In my recent round of upgrade fever I had what was for me a new experience: shameless Audiogon condition rating inflation. Maybe once as an Audiogon seller have I rated an item 9/10. But three pieces I purchased recently were rated 9/10. Two of the pieces were nearly ten years old. One seller told me in correspondence that "for its age it's a true 9/10!" 9/10 means (1) less than a year old, (2) very light use, and (3) physically indistinguishable from new. None of the three met these base requirements. I eventually purchased them because they were priced appropriately and through much private conversation I verified their true condition (7/10 and 8/10).
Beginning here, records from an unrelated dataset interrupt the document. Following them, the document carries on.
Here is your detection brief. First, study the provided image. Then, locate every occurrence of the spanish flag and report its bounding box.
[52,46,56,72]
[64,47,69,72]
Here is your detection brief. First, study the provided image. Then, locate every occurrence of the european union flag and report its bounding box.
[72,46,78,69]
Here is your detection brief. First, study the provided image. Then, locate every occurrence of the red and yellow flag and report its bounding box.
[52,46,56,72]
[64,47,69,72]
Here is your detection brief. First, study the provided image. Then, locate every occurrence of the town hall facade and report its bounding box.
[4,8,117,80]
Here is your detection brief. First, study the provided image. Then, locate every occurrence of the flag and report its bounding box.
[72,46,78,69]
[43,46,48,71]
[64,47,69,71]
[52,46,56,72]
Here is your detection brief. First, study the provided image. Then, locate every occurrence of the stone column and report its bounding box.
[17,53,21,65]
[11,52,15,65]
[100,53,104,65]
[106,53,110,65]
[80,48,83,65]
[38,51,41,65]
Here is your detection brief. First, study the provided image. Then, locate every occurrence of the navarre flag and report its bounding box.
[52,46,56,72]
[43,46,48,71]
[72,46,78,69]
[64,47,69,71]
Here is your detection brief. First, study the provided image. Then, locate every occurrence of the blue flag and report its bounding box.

I remember when it seemed that all sellers went to great pains to rate conservatively and fully describe flaws. It frustrates me to have to approach listings from a default of skepticism and become Mr. Buyer Detective. Is this new? Am I seeing phantoms? Overreacting?
chuckjonez
No different than buying old records --where "very good" means precisely the opposite. Grading inflation.
Stories of this nature do smack of 'truthiness', as the seller hopes to recoup as much of his investment in the item in question.  Buying a 'pre-owned' anything of late seems to require hi-rez photos of all surfaces and details in order to not feel 'screwed' in some fashion.  And even then one hopes that the pics were of the item to be received....

The stakes of the crap-shoot have seemed to have gone up....and 'buyer beware' gets more imperative...
The Vintage musical instrument business (the drum sector, at any rate) is even worse. Absolute junk and trash described as near-mint. Add poor packing and shipping cartons, and what you receive is often un-restorable. One ends up buying only from those having proven themselves trustworthy.